Um vago esboço de sorriso, pétreo como a sua própria existência, aflorou aos ressequidos lábios do pintor. Tinha, agora, uma imagem perfeitamente nítida vagueando por entre os labirintos da sua mente, um cenário capaz de tocar até o coração dos anjos, talvez, mesmo, o dos deuses conhecidos e desconhecidos. Faltava-lhe, ainda assim, um fragmento de brilho que completasse a sua derradeira criação. Um traço, por mais simples que fosse na sua timidez, que lhe reflectisse a identidade nas brumas da sua mais negra hora.

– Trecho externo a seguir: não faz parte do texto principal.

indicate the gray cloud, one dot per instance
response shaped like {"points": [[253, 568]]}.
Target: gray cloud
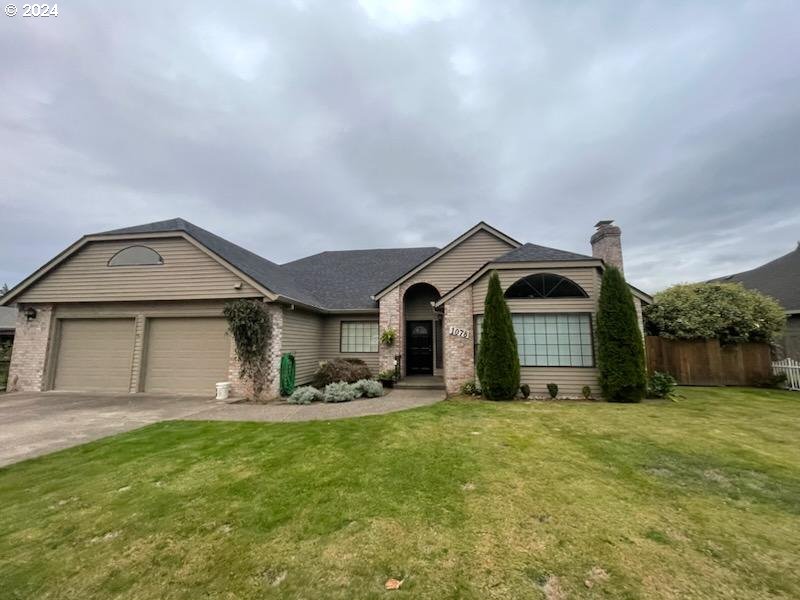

A foice… O prateado fulgor do instrumento de morte depositado ante os pés do trono, como se oferecido por mãos invisíveis ao espectro de um senhor também inalcançável. O braço que cortava as ligações do inefável, separando a mente desperta do espírito eternamente adormecido, a mão da imensidade descida à voz dos reinos inferiores. Serva da eternidade e senhora da vida, a invisível mão da morte prostrada perante o imortal. Cruzada sobre o chão obscurecido com as sangrentas manchas que lhe marcavam o toque, vermelhas como a tímida estrutura do pincel que, quebrado, se enlaça com o corpo da alma.

Uma breve lágrima brotou no azul apagado dos olhos do pintor, enquanto contemplava, no silêncio do seu momento criativo, quase como se lhe fosse permitido ver, pela última vez, sem barreiras nem limitações, todo o obscuro brilho da sua derradeira criação. Talvez, depois da partida, viesse a sentir saudades do mundo que, dentro de momentos, deixaria, mas, apesar do medo e da relutância, sabia que, do alto da eternidade ou dos confins do abismo, os seus olhos nunca deixariam de velar pelos seus herdeiros, filhos de tela e de tinta, mas sempre infinitamente amados. E aquele quadro, aquela última imagem, traçada em si e por si, com o sangue de todos os seus dias…

Este é para ti, morte. É teu. Agora podes vir buscar-me.